The KIR-ligand HLA-A Bw4 predicts the outcome of hepatitis B infection.
- Authors: Aiello, A.; Accardi, G.; Colomba, C.; Gambino, C.; Caruso, C.; Candore, G.; di Bona, D.
- Publication year: 2015
- Type: Proceedings
- Key words: KIR, NK, HBV
- OA Link: http://hdl.handle.net/10447/168182
Abstract
Killer Immunoglobulin like Receptors (KIR) are membrane proteins expressed on Natural Killer (NK) cells and on a small subset of CD8 lymphocytes. They influence the activation or inhibition of both cell types through interaction with their ligands, represented by Human Leukocyte Antigen (HLA) class I molecules. Several studies have shown that KIR/HLA interactions are involved in the pathogenesis and progression of different diseases as viral infections, autoimmune-disorders, or cancer, conditioning susceptibly to or protection against the outcome of the disease. HBV infection represents a major health problem with 2 billion people infected and 3 hundred and fifty million people with chronic diseases worldwide. The aim of this study is to assess whether KIR/HLA interaction is involved in immune response against hepatitis B infection. We are conducting a case-control study in Sicilian population, comparing subjects with chronic hepatitis B with subjects with previous HBV infection (HBc-Ab with or without HBeAb or HBsAb) as controls. A second control population was represented by HBcAb negative subjects. Peripheral blood samples were collected and genomic DNA was extracted from leukocytes and typed, using PCR-SSP, for KIR and HLA Preliminary data showed that HLA-A Bw4 was more frequent in cases than controls (1. cases, 23/35, 66%, vs.
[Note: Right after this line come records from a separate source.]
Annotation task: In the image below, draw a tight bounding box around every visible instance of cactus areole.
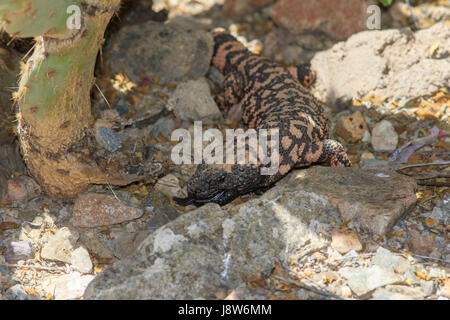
[0,0,136,197]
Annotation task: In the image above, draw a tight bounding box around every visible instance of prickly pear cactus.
[0,44,20,146]
[0,0,120,197]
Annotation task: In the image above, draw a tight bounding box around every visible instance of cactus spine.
[0,0,125,197]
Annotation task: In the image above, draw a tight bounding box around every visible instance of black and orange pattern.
[177,30,351,205]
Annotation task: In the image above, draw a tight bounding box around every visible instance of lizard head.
[174,164,261,206]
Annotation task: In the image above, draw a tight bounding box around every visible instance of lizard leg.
[219,71,244,112]
[287,63,316,88]
[317,139,352,167]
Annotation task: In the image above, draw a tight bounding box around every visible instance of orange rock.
[331,229,362,254]
[441,278,450,298]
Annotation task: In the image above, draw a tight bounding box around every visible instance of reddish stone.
[223,0,274,16]
[7,176,39,201]
[71,193,144,228]
[271,0,368,40]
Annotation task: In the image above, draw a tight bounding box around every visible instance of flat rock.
[71,193,144,228]
[285,166,417,236]
[84,166,416,299]
[331,230,362,254]
[371,120,398,152]
[80,230,114,260]
[408,229,436,256]
[7,176,40,201]
[271,0,367,40]
[223,0,275,17]
[340,266,402,297]
[312,21,450,104]
[41,272,94,300]
[372,247,409,273]
[41,227,79,264]
[336,111,369,143]
[105,21,213,83]
[167,78,222,121]
[372,285,424,300]
[70,247,92,273]
[5,241,34,263]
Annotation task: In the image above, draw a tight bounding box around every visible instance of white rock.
[41,227,79,263]
[71,247,92,273]
[42,272,94,300]
[371,120,398,152]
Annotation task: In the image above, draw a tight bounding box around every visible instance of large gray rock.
[311,22,450,103]
[84,167,415,299]
[105,21,213,83]
[167,78,222,122]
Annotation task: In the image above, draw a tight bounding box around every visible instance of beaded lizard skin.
[175,29,351,205]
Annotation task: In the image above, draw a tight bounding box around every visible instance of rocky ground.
[0,0,450,300]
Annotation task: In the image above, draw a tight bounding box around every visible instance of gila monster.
[175,29,351,205]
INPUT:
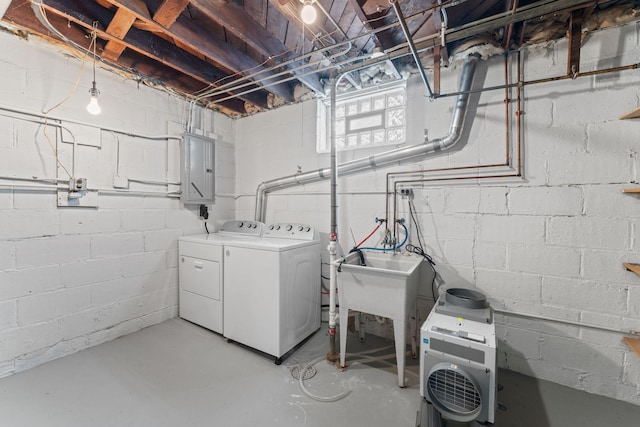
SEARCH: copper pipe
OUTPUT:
[438,61,640,98]
[502,0,518,51]
[504,53,510,163]
[516,51,524,175]
[386,51,524,241]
HBcAb positive controls, 8/35, 23%, OR 6.47, p=0.0003, and 2. cases, 23/35, 66%, vs. HBcAb negative controls, 6/60, 10%, OR 17.25, p=0.00001). No difference have been found in the frequencies HLA-C1, HLA-C2, HLA-Bw4I, and HLA-Bw4T; no difference have also been reported in the number of KIRs, both activating and inhibitory, and haplotype A and B between groups. Our data suggest that the HLA-A Bw4, likely through its interaction with the inhibitory KIR3DL1, is associated to the risk of developing chronic hepatitis B. Data on HBcAb negative subjects suggest also the possibility of selective genetic pressure.